DIAGNOSIS CODE FOR MEDICARE WELLNESS G0438 BEEN GETTING DENIALS. ALSO ANYONE HAVE A MEDICARE WELLNESS CHEAT SHEET FOR CPTS WITH DIAGNOSIS. BEEN GETTING DENIALS TRYING TO CORRECT THEM TIA


----------



## marymessina1998@yahoo.com (Feb 3, 2015)

We use V70.0 for our diagnosis for G0438 and G0439, have had no problems with it. If your G0438 or G0439 is being denied for any other reasons, it maybe because G0438 was already billed, and G0439 needs to be billed next..  Or if you are billing the G0439 and its been less than a year since the last exam that also could be a reason.. What exactaly is your denial saying?


----------



## marymessina1998@yahoo.com (Feb 3, 2015)
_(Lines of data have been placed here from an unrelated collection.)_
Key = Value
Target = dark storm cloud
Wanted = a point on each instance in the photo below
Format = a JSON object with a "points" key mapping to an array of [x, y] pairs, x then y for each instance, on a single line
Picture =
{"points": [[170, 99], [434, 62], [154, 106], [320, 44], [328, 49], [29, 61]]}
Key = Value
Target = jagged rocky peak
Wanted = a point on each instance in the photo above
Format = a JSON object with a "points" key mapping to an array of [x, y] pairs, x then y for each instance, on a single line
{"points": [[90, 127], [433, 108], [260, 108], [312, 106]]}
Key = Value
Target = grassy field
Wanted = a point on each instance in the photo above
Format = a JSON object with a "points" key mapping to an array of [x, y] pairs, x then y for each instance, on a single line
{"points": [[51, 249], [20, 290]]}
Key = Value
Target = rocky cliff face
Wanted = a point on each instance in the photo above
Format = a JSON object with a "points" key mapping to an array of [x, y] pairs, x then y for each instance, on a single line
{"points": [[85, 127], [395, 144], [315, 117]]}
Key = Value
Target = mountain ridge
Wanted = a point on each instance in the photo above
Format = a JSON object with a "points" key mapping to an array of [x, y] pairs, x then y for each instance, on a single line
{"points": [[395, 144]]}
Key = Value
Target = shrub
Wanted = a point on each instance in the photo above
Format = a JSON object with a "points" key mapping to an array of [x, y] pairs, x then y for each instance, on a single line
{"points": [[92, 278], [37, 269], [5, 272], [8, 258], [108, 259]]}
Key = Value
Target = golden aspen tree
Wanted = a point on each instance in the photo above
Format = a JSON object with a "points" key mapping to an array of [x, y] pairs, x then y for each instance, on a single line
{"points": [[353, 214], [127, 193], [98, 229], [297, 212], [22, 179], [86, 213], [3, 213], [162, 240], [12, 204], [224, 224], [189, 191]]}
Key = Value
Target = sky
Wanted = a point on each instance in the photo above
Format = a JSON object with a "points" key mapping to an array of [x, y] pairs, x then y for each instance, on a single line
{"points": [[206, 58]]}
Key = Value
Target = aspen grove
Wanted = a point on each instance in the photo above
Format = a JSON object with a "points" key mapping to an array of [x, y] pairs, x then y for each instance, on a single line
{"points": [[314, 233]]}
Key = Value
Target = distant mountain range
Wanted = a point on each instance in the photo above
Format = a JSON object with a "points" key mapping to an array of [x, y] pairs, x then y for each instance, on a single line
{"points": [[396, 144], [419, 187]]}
Also, if the patient is new to medicare, the G0402 needs to be billed first before G0438 as that code is the first annual medicare wellness exam within the first 12 months of coverage.. You would need to check out the Medicare cards first to make sure you see the start of the patients coverage.


----------



## mmutterperl (Apr 9, 2018)

marymessina1998@yahoo.com said:


> Also, if the patient is new to medicare, the G0402 needs to be billed first before G0438 as that code is the first annual medicare wellness exam within the first 12 months of coverage.. You would need to check out the Medicare cards first to make sure you see the start of the patients coverage.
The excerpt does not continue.